13.5
Discussion
Pruning algorithms have been proposed as a way to exploit
the learning advantages of larger systems while avoiding overfitting problems.
Many of the methods listed either calculate the sensitivity of the error to the
removal of elements or add terms to the error function that favor smaller
networks.
A disadvantage of most of the sensitivity methods is that they do
not detect correlated elements. The sensitivities are estimated under the
assumption that Wij is the only
weight to be deleted (or node i is the only
node to be deleted). After the first element is removed, the remaining
sensitivities are not necessarily valid for the smaller network. An extreme
example is two nodes whose effects cancel at the output. As a pair they have no
effect on the output, but each has a strong effect individually so neither will
be removed. Partially correlated nodes are a less extreme but more common
example. The optimal brain surgeon method, which uses the full Hessian, is
better able to deal with correlated weights.

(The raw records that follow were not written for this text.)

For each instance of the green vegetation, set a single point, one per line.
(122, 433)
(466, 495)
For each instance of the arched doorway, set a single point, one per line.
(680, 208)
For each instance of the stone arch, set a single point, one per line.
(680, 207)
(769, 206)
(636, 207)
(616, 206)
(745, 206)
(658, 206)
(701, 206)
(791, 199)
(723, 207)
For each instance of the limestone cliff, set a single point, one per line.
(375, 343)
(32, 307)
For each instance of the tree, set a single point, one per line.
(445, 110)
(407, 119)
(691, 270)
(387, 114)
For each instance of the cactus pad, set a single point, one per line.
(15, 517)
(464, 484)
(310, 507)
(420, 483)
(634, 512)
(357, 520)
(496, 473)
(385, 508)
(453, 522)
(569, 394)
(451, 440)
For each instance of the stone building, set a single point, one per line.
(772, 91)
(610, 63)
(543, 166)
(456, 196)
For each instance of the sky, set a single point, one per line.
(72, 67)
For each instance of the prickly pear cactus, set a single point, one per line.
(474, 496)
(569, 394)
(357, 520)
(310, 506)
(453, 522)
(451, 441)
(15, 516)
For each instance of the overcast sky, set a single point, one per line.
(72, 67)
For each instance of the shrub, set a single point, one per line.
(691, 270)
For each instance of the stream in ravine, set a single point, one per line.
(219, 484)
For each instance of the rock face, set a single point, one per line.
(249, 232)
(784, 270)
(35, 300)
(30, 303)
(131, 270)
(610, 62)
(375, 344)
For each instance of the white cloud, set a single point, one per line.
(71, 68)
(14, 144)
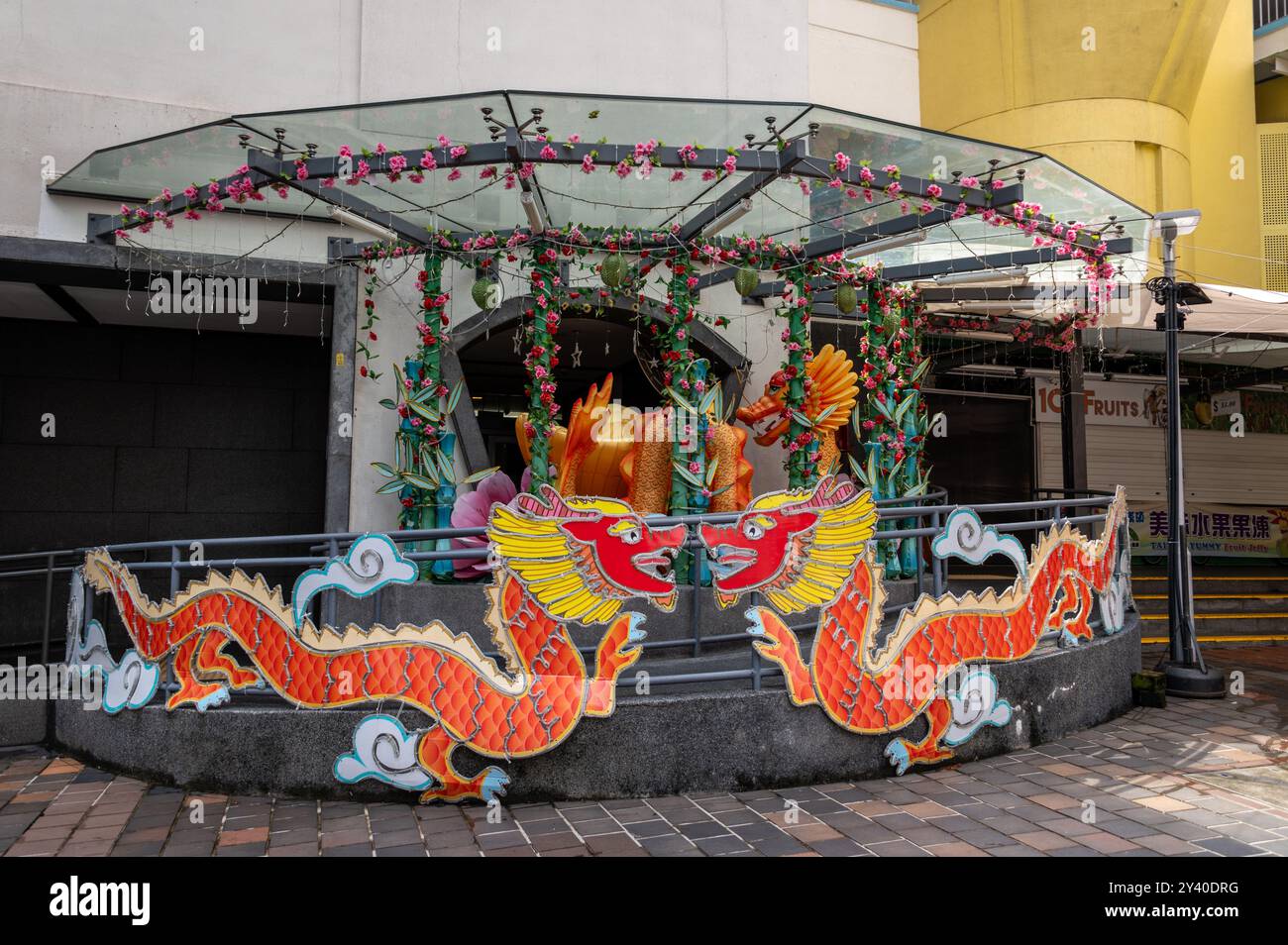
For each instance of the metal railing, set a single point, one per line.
(927, 512)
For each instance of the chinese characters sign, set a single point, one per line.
(1215, 531)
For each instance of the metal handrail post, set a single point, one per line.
(936, 563)
(698, 558)
(50, 606)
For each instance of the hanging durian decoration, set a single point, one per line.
(846, 299)
(485, 293)
(746, 280)
(613, 270)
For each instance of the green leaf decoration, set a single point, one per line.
(420, 481)
(681, 402)
(454, 398)
(687, 475)
(481, 475)
(445, 465)
(428, 412)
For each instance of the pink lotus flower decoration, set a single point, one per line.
(472, 511)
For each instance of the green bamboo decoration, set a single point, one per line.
(542, 357)
(423, 472)
(686, 381)
(800, 439)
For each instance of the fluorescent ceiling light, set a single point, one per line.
(732, 215)
(979, 335)
(348, 218)
(1005, 370)
(533, 210)
(1133, 378)
(887, 244)
(1016, 273)
(1175, 223)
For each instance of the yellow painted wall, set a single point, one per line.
(1149, 98)
(1273, 101)
(1225, 165)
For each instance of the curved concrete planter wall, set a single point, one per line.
(720, 740)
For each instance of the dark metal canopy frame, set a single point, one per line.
(810, 248)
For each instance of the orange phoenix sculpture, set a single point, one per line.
(831, 391)
(559, 561)
(810, 549)
(608, 450)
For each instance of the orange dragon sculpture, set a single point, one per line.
(805, 549)
(608, 450)
(559, 561)
(831, 391)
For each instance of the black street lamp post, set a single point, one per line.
(1186, 673)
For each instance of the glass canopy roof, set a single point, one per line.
(141, 170)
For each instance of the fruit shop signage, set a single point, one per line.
(1222, 531)
(1106, 402)
(1119, 403)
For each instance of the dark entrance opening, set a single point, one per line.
(987, 452)
(119, 434)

In the original problem, there is the question of when to stop
training. With pruning algorithms, there is the similar question of when to stop
pruning. If separate training and validation sets are available, the choice may
be clear; if not, it may be somewhat arbitrary. Sensitivity methods delete
elements with the smallest sensitivities first and there may be a natural
stopping point where the sensitivity jumps suddenly. Penalty-term methods
control the amount of pruning by balancing the scaling factors of the error
terms. This choice may be tricky, however, if it must be made before training
begins, so some methods control these parameters dynamically. A compensating
advantage of the penalty-term methods is that training and pruning are
effectively done in parallel so the network can adapt to minimize errors
introduced by pruning.
Although pruning and penalty term methods may often be faster than
searching for and training a minimum size network, they do not necessarily
reduce training times because larger networks may take longer to train due to
sheer size and pruning takes some time itself. The goal, however, is improved
generalization rather than the training speed.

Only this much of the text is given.